Dear Atlas Event Rental Blog Readers,

As you know, I make it a habit to go to events of various types. Some of them are big events like weddings and magazine launch parties, while others are a bit smaller like networking events or cocktail parties. I’ve attended events in Boca Raton, Del Ray, Miami and Palm Beach . . . but I’ve also attended many in other states (even other countries).

Every event is different, but there are always certain things that stand out. The point of this blog is to relate to you the things that I notice at various events. If it stands out for me (a relatively clueless guy who just likes to go with the flow), then it’s a big deal. You’re either doing something really right . . . or really wrong!

In all my excursions, I have picked up on something: You can tell within seconds if the organizers of the event knew what they were doing or not.

I recently attended a networking event for young professionals in Boca Raton, FL. I have the greatest amount of respect for the organization who was hosting the event, but the networker itself really missed the mark.

I was surprised because this organization has done them before and is really on top of things usually. They had advertised the event extremely well by tapping into online and social media outlets. They had RSVPs and knew how many people would be attending. All the information you needed was on FB, Twitter, etc. The start and end times of the event were listed as well as the location (which seems obvious, but hold on for a second!).

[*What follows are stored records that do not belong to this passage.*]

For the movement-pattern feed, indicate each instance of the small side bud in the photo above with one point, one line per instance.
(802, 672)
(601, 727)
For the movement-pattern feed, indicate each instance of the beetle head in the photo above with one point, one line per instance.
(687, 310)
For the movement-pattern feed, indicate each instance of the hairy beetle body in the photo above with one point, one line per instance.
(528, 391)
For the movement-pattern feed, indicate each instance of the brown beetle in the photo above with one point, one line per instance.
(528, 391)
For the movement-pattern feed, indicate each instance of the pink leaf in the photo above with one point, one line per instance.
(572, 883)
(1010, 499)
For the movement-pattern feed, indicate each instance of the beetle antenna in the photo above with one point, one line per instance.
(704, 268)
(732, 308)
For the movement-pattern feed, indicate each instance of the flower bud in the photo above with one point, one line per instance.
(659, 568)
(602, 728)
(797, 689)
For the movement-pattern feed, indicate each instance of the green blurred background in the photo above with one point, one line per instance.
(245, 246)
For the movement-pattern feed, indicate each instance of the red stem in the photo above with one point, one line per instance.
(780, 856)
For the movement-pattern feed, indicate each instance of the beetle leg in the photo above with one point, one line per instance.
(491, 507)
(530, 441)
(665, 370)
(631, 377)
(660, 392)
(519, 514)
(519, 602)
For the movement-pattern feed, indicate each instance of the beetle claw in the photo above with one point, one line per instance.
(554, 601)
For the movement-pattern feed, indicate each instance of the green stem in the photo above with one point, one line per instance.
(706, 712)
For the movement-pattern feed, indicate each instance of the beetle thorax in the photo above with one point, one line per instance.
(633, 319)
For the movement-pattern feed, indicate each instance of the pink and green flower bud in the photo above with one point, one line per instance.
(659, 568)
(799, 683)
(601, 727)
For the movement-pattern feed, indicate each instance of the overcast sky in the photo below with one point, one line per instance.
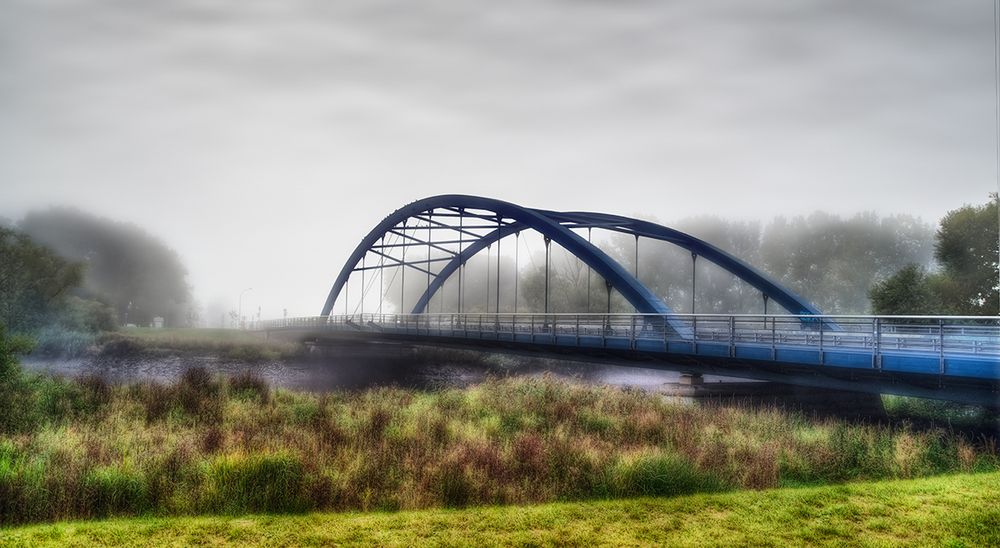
(261, 140)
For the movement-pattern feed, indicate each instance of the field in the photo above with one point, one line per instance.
(84, 449)
(956, 510)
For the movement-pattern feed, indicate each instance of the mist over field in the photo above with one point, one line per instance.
(260, 141)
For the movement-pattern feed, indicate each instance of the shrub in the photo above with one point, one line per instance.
(56, 340)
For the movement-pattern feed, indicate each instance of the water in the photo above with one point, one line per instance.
(354, 368)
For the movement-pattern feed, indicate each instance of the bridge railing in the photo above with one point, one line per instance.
(943, 335)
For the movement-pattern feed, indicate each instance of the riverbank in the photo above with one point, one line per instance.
(956, 510)
(237, 446)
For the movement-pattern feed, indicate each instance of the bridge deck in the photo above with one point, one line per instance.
(926, 348)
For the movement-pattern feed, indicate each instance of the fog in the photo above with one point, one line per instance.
(262, 140)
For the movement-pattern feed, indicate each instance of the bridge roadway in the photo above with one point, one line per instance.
(944, 357)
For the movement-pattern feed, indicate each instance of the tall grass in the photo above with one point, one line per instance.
(210, 445)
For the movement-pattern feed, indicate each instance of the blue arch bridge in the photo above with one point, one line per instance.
(944, 357)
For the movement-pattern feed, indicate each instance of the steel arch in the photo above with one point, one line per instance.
(550, 224)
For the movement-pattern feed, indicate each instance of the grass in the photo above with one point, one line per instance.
(956, 510)
(208, 446)
(232, 344)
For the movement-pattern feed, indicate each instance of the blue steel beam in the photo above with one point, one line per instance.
(551, 224)
(638, 295)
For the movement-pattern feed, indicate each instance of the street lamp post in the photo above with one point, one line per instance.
(240, 313)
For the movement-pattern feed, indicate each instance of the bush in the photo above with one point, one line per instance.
(55, 340)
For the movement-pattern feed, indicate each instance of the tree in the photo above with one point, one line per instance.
(35, 283)
(134, 271)
(966, 248)
(909, 291)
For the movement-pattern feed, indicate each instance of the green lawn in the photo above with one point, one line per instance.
(957, 510)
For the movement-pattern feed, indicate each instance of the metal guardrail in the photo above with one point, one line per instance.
(753, 335)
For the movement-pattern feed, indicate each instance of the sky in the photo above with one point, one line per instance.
(261, 140)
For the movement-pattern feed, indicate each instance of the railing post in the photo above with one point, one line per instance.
(694, 334)
(774, 339)
(876, 342)
(732, 336)
(666, 344)
(821, 356)
(632, 333)
(941, 346)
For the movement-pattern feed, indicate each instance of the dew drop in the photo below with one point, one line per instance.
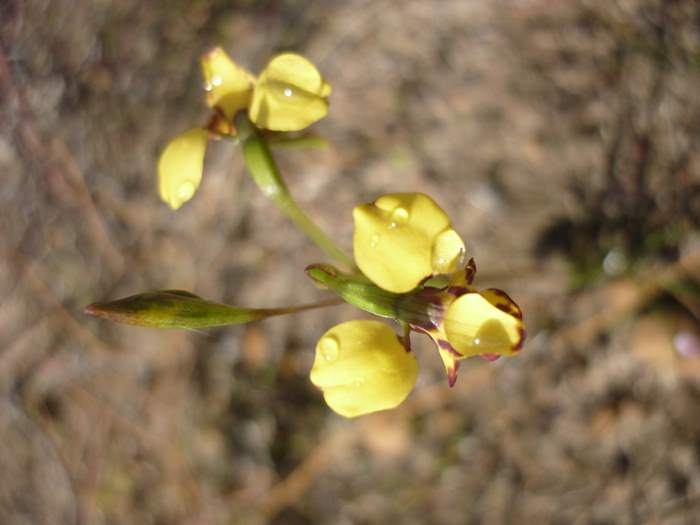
(398, 217)
(330, 347)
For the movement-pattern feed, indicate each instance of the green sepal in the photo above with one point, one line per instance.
(355, 289)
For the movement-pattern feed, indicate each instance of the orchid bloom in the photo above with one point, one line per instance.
(288, 95)
(404, 244)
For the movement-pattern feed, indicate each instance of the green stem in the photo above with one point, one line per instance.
(262, 167)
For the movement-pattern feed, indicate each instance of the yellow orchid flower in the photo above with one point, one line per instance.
(288, 95)
(402, 238)
(361, 367)
(401, 242)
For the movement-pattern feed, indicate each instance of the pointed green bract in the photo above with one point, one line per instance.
(173, 309)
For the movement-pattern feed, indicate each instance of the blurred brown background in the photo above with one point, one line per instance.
(561, 137)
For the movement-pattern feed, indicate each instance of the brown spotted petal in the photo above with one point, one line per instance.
(488, 323)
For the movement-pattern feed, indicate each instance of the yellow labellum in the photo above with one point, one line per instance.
(180, 167)
(361, 367)
(402, 238)
(475, 325)
(229, 86)
(289, 94)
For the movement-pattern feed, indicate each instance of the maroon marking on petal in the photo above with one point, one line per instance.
(445, 345)
(519, 345)
(470, 270)
(452, 374)
(458, 291)
(510, 307)
(419, 328)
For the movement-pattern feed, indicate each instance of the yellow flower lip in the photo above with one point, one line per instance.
(361, 367)
(402, 239)
(289, 94)
(487, 323)
(228, 86)
(180, 167)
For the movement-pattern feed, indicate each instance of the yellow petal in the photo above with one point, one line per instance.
(484, 323)
(290, 94)
(361, 367)
(228, 85)
(402, 238)
(180, 167)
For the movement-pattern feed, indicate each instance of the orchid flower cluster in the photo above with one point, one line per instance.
(409, 263)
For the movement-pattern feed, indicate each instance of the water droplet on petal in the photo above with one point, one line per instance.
(687, 344)
(398, 217)
(447, 253)
(330, 347)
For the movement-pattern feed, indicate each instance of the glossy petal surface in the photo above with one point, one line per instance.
(402, 238)
(229, 86)
(180, 167)
(484, 323)
(289, 95)
(361, 367)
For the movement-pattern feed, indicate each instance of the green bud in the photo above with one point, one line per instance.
(355, 289)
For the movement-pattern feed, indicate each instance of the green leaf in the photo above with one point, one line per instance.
(173, 309)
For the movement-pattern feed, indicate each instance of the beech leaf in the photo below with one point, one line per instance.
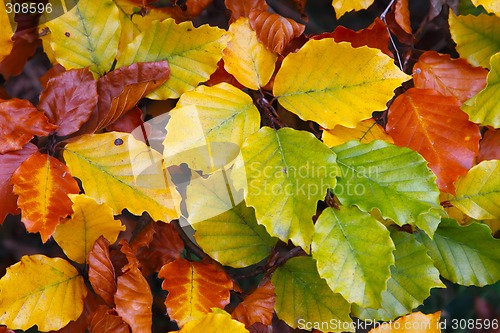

When I got to the event it was immediately evident that something was wrong. First off, I had arrived a little late (which is rare for me). I completely expected to walk into an event that was already underway. In reality it wasn’t so much of a networker as it was a guided exploration of ideas and thoughts. People who wanted to ask question were to write them down and give them to a moderator. The moderator was then supposed to post the question and anyone who had expertise in that field was to get up to 5 minutes to answer the question.

The problem was that somewhere along the line, three major themes were identified and the attendees we split up and told to go to 3 different locations (that were all nearby the main location, but in different spots). I was interested in a topic that ended up having to leave the original restaurant. When I arrived at the second location, I was the first one. The restaurant manager didn’t even know what I was talking about when I asked where to go for the networker/conference!

I ended up leaving, going back to the original spot, sitting down and then was told to go back to where I had just come from. This time I waited for other people to join me. We got to the new location (45 minutes after the scheduled start time) and sat down. We ordered some drinks and a few appetizers and waited to start.

Eventually it did, but it was getting late. When it got underway, it was disorganized and only a few people got to speak. It was a total bummer.

The Mr. Event Takeaway of the week is this: You can have the best idea in the world (which I thought this one was going to be), but lack of preparation and planning can really sabotage its success. They say the devil is in the details and they are right. If you’re throwing an event, you can have all the right event rentals, flowers, speakers, food and entertainment, but if you don’t take a step back and make sure that everything is planned well . . . it will all fall apart.